David Leitner was born in 1930 in Nyiregyhaza, Hungary, into a religious family of six. In 1938, his father was drafted into the Hungarian army, returning in March 1944, just before the German invasion. Within a few weeks, local gendarmes had confiscated the Jews’ valuables and herded them into a ghetto. Six weeks later they were taken to the train station, packed into cattle cars and deported to Auschwitz-Birkenau.
At Birkenau, the men of David’s family were separated from his mother and sisters, who were murdered immediately. David’s father and brother were sent to Buchenwald and from there to Bergen-Belsen, while David remained in Birkenau with 4,000 other children. Being tall and strong, David survived further selektions, as well as a severe beating after he was caught trying to escape on one of the transports exiting the camp. On Simchat Torah, David was herded with hundreds of other children to the crematorium. Amid cries of Shema Yisrael and calls for their parents, the children were stripped naked for extermination. Suddenly the process stopped; a group of children was needed to unpack potatoes from a train of supplies that had just arrived.
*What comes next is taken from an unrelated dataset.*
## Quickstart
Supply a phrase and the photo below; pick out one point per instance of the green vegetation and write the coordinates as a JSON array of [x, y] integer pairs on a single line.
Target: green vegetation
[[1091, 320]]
David was among 50 children chosen for the task: they worked amidst the whistle of bullets, as guards shot at them for amusement.
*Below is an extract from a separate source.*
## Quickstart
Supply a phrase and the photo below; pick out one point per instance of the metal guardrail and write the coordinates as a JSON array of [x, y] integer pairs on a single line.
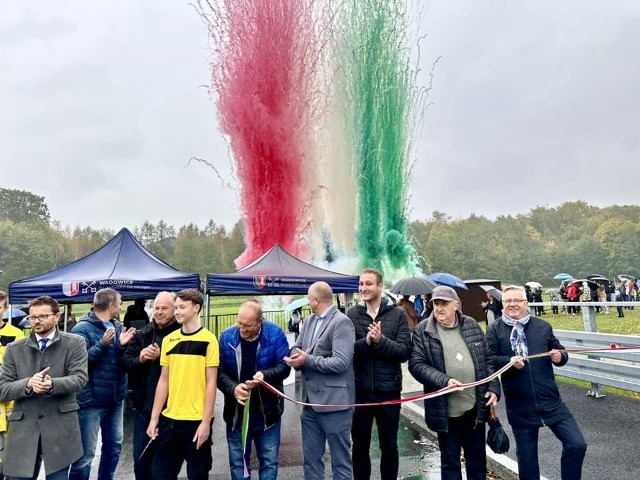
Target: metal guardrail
[[619, 370]]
In January 1945, David was transported to Mauthausen where the prisoners were whipped by SS soldiers and left naked in the freezing cold for three days. In April, they were marched through the pouring rain to Gunskirchen, where thousands of them huddled together in a camp of roofless shacks. On 4 May, the survivors discovered that the Germans had fled the camp so David made his way to a nearby town. After six months in hospital, David was strong enough to return to his ruined home. There he found his brother, who told him that their father had died marching from Bergen-Belsen.
Three months later David traveled to Czechoslovakia with the Bricha (Escape) organization, and then to Austria and Italy. In 1949, he sailed to Israel, joining the IDF while still aboard the ship. He settled in Nir Galim, where he met his Israeli-born wife, Sarah. Today David and Sarah have two daughters, ten grandchildren and three great-grandchildren.